В это время раздался сухой и недовольный голос тетки:

— Что это, стыд какой реветь, как малому ребенку! Брось это сию минуту, слышишь!

И бабушка еще сердитее забормотала:

— Вот так, бывало, ревешь-ревешь… где маменька? А откуда ее взять, когда Бог прибрал? Плачь не плачь — ничего не поможет. Уж я ей говорю, говорю, а она все ревет, знай… неслух такая девчонка…

Лита примолкла и, сдерживая рыдания, пошла проводить Ивана Феодоровича. С ним вместе словно навсегда порывалась для нее связь с Киевом, с Соней, с белым домиком…

— Соню… Соню поцелуйте! — вырвалось у нее опять с отчаянием, и она крепко сжала руки и замерла на месте.

Когда дверь захлопнулась за Иваном Феодоровичем, Литой овладело чувство полного одиночества и бесприютности. Она поглядела на остававшихся в передней женщин, поняв, что теперь она всецело в их руках и зависит от них. И нерешительно стояла, ожидая, что с нею сделают…

На ее немой вопрос ответила Агния:

— Маринушка, устрой, матушка, Мелитину в угловой комнате… или постой, там очень холодно… рядом, в полосатой. Там ей будет отлично. Лушка, вези маменьку. А ты, Мелитина, ступай с Маринушкой, она тебе постелет. Не забудь на ночь-то помолиться… Молитвы знаешь? — строго спросила она.

— Знаю… — тихо сказала девочка.

Когда ее называли Мелитиной, ей все казалось, что говорят о ком-то другом. Она не привыкла к этому длинному имени, дома ее всегда звали Литой, Литочкой, а еще чаще — голубенком, рыбкой, птичкой и другими ласковыми именами. А здесь тетя Агния выговаривала так отчетливо и холодно: Ме-ли-ти-на…

— Лампадку ей зажги, а свечей чтобы не жечь позже девяти часов, — распоряжалась Агния. — Ступайте, а я потом приду, посмотрю, все ли в порядке.

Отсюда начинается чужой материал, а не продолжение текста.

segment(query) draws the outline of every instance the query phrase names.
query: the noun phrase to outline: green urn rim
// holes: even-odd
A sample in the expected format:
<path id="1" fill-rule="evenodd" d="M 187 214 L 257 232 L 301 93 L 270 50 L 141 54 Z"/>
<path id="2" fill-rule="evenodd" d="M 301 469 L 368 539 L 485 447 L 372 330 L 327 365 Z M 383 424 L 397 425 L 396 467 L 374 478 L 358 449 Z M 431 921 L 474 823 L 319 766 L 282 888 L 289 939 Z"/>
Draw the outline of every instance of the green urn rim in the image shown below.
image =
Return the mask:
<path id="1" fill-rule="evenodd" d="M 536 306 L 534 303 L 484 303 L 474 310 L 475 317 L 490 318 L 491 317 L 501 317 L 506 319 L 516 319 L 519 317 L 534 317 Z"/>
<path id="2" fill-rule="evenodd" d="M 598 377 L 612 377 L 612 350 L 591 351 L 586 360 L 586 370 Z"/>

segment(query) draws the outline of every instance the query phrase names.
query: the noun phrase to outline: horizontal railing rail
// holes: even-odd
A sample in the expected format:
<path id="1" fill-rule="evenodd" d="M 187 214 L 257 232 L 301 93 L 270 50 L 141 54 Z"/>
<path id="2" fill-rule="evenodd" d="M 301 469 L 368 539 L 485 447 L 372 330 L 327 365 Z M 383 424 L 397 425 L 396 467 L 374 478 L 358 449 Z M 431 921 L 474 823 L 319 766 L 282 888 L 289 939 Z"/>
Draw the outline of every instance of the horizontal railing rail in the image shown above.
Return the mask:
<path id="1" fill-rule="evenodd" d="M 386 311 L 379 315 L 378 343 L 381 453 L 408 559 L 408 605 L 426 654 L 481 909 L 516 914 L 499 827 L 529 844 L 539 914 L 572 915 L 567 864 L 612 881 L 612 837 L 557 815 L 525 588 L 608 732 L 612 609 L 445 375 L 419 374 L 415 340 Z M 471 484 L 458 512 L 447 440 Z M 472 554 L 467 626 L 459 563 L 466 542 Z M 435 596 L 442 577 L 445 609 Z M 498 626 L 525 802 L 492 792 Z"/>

Маринушка пошла в полосатую комнату, за нею Лита, за ними Слюзин внес вещи. Полосатой просторная, мрачная комната называлась потому, что обои в ней были темно-коричневые, широкими светло-желтыми полосами, и по этим полосам шли красные и синие цветочки. Полосатым, порядочно выцветшим ситцем была обита и старая, неуклюжая мебель, и ширмы, загораживающие большую деревянную кровать. Окно выходило в сад, одна дверь — налево, в угловую комнату, а другая — направо — была забита, завешена занавеской, и у нее поставлен тяжелый пузатый комод. В углу стоял, как почти во всех комнатах, киот со множеством темных образов, а над диваном висело овальное зеркало.

— Вот вам и комната! — сказала Маринушка. — Только не шумите и не стучите… чтоб там не услыхали! — кивнула она головой на забитую дверь.

— А там что? — с тревожным любопытством спросила Лита.

— Там… да… там тетенька ваша живет, они нездоровы, так их беспокоить не велено.

— Какая тетенька?

— Какая? Такая… — коротко и недовольно ответила старуха. — Пожалуйте-ка ваше белье, я разложу.

Лита почувствовала, что расспрашивать не следует больше, и смиренно принялась разбирать свои вещи.

Каждая вещичка, каждая книжка напоминала ей что-нибудь родное и милое — Соню, дорогую бабушку… Она вынула свою куклу. Для кукол Лита давно считала себя большой и уже не играла со своей Белоснежкой — так они с Соней называли куклу. Но сейчас Белоснежка была единственным существом, напоминавшим ей дом и способным вместе с ней перебирать в памяти все, что было; потому Лита крепко прижала к себе куклу, усевшись на пустой чемоданчик, и опять тихонько заплакала.

В комнату вошла тяжелыми шагами тетя Агния и, увидав плачущую Литу, неодобрительно покачала головой:

— Перестала бы ты плакать, Мелитина, можно подумать, что тебя в тюрьму упрятали. Приехала к родным; а будешь умницей, так никто тебя и не обидит.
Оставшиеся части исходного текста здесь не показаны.